Выбрать главу

— Беда и пахаря приспособит!

Один лишь Твердая Рука знал достоверно, кто выучил ятуков столь завидно владеть дубинками. Во всех их действиях чувствовалась школа Анита Непобедимого, хотя самого наставника не было среди них. Маман тоже почему-то отсутствовал.

Две трети войска потерял Куря в скоротечном сражении под Киевом. Сам еле ноги унес. С оставшимися наездниками и частью обоза бежал через Перевесище по старой дороге в дремучий бор, а оттуда подальше, в Степь. Так удирал, что и про племянника позабыл, бросил Мерзю на произвол судьбы.

Наши не преследовали его, озабоченные тяжелым состоянием изморенной столицы и разрушенной предгородни. Надо было поскорее людей напоить-накормить, устранить следы побоища да заняться восстановительными работами. Труда предстояло уйма. Залечив же раны, можно и победу отметить.

Улеб обшарил каждую трофейную кибитку, каждый брошенный огузами шатер, осмотрел каждую группу освобожденных, но сестрицы своей Улии нигде не обнаружил.

Он отыскал Кифу, и они отправились за Неводничи, где временным лагерем расположились ятуки.

На девушке были цветастый сарафан, монисто из варяжского янтаря с золоченой подвеской-лунницей, плотные льняные чулки и новехонькие лыченицы. Обычно непокрытые ее волосы теперь украшало височное кольцо, с которого падали на открытый лоб изящные модные трезны. На пальце молочной каплей красовался финифтовый перстень. Щедро одарила ее Ольга за то, что досадила врагам вчерашней пляской и песенкой со стены.
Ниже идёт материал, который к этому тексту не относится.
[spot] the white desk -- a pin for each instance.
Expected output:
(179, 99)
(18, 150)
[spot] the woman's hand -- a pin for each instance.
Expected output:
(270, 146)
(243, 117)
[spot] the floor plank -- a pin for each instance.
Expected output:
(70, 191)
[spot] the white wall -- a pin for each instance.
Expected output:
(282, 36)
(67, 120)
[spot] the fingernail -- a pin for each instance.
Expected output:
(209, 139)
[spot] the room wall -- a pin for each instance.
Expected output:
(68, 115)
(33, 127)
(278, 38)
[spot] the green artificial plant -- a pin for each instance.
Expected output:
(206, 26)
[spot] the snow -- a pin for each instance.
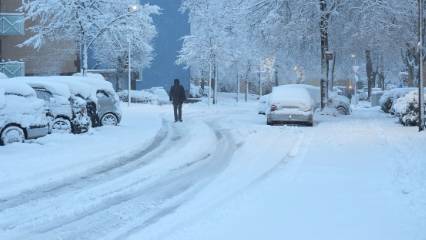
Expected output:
(221, 174)
(25, 166)
(284, 96)
(55, 88)
(3, 76)
(19, 105)
(17, 88)
(156, 96)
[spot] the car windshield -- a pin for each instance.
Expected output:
(43, 94)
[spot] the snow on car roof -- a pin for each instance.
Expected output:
(75, 87)
(95, 80)
(11, 87)
(40, 82)
(3, 76)
(289, 95)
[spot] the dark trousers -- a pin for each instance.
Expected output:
(177, 107)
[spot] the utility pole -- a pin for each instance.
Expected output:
(210, 81)
(238, 87)
(130, 71)
(216, 74)
(421, 83)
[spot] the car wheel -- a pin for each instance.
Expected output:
(12, 134)
(61, 125)
(109, 119)
(342, 110)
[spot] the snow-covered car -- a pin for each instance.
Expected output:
(22, 114)
(83, 102)
(406, 108)
(262, 105)
(338, 103)
(108, 102)
(290, 105)
(389, 97)
(156, 96)
(57, 97)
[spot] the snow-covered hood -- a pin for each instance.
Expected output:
(25, 111)
(290, 97)
(40, 82)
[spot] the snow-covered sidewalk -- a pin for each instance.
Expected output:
(59, 156)
(222, 174)
(353, 177)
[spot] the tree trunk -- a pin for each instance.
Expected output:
(369, 69)
(332, 72)
(324, 39)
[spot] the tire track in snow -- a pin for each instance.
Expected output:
(151, 202)
(116, 168)
(148, 201)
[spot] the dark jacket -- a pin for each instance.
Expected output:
(177, 94)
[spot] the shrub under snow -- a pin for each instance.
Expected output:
(407, 109)
(389, 97)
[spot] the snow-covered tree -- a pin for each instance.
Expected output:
(90, 23)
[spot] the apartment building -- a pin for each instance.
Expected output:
(58, 57)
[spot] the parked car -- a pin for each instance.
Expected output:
(108, 103)
(22, 114)
(262, 105)
(289, 104)
(389, 98)
(339, 103)
(83, 94)
(407, 108)
(66, 113)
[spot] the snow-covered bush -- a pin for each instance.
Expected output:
(19, 105)
(389, 97)
(155, 96)
(407, 109)
(3, 76)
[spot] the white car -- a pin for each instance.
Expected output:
(262, 105)
(290, 105)
(22, 114)
(340, 104)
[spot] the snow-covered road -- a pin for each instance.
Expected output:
(224, 174)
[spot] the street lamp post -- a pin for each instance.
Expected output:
(355, 69)
(132, 9)
(421, 83)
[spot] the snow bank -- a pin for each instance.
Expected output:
(407, 108)
(56, 157)
(284, 96)
(21, 89)
(3, 76)
(387, 99)
(156, 96)
(19, 105)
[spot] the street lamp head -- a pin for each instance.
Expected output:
(134, 8)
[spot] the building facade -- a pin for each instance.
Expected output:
(172, 25)
(54, 58)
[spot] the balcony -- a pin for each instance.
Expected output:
(13, 68)
(11, 24)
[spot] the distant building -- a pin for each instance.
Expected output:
(53, 58)
(172, 25)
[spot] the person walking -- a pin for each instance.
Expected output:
(177, 96)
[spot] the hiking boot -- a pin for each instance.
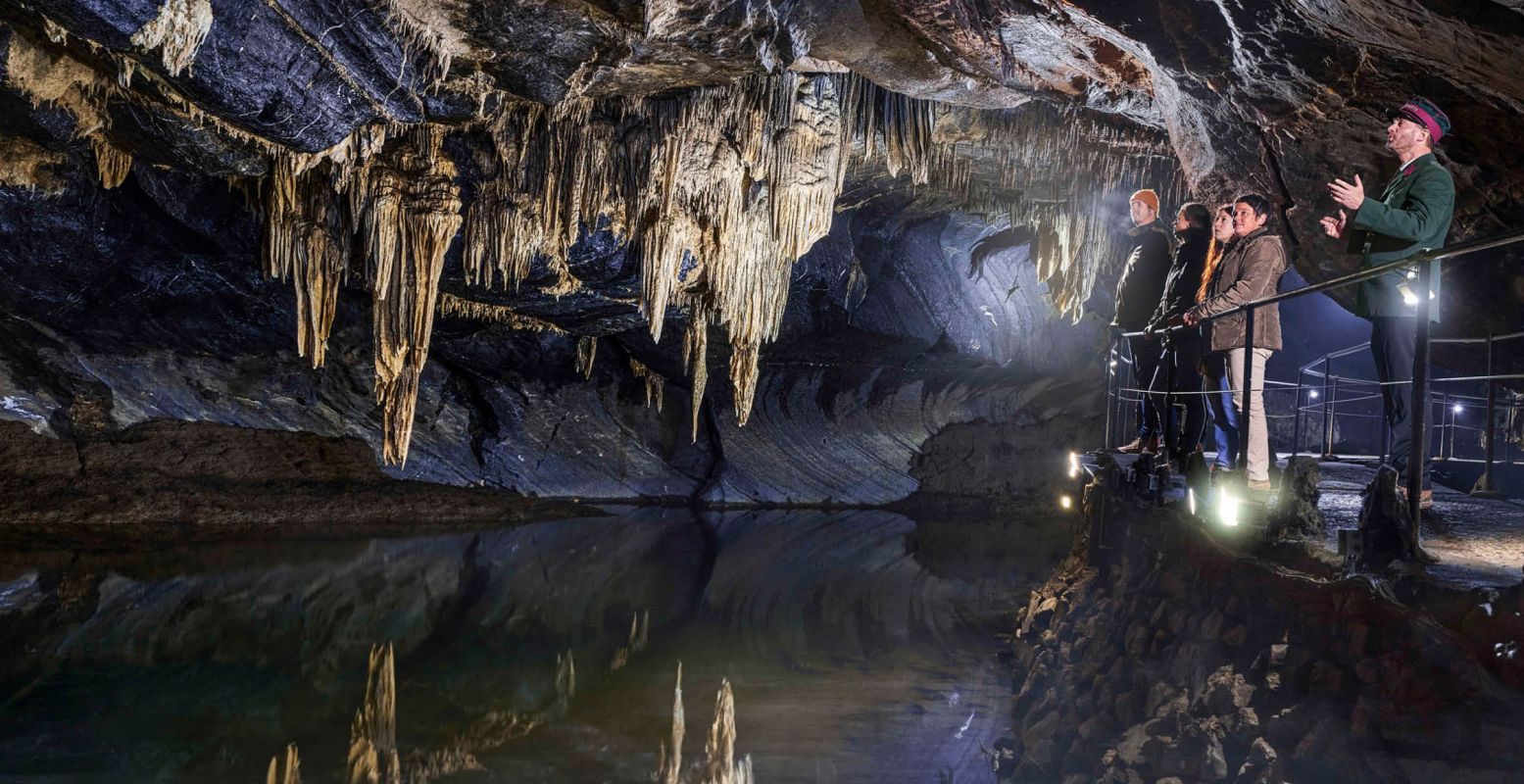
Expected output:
(1425, 498)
Ятуки встретили их радушно и шумно, как старых приятелей. Кифа со свойственной ей непосредственностью сразу же присоединилась к тем киевлянам, что нашли здесь обильное угощение и сочувствие, уселась в их кругу и принялась усердно черпать деревянной ложкой похлебку из общей мисы. А Улеб попытался выяснить судьбу Анита у того самого коренастого и скуластого человека, кто когда-то с видом заправского менялы предлагал связку беличьих шкурок ему и Непобедимому, стоя по колено в море рядом с кораблем. Между ними состоялась презабавная беседа.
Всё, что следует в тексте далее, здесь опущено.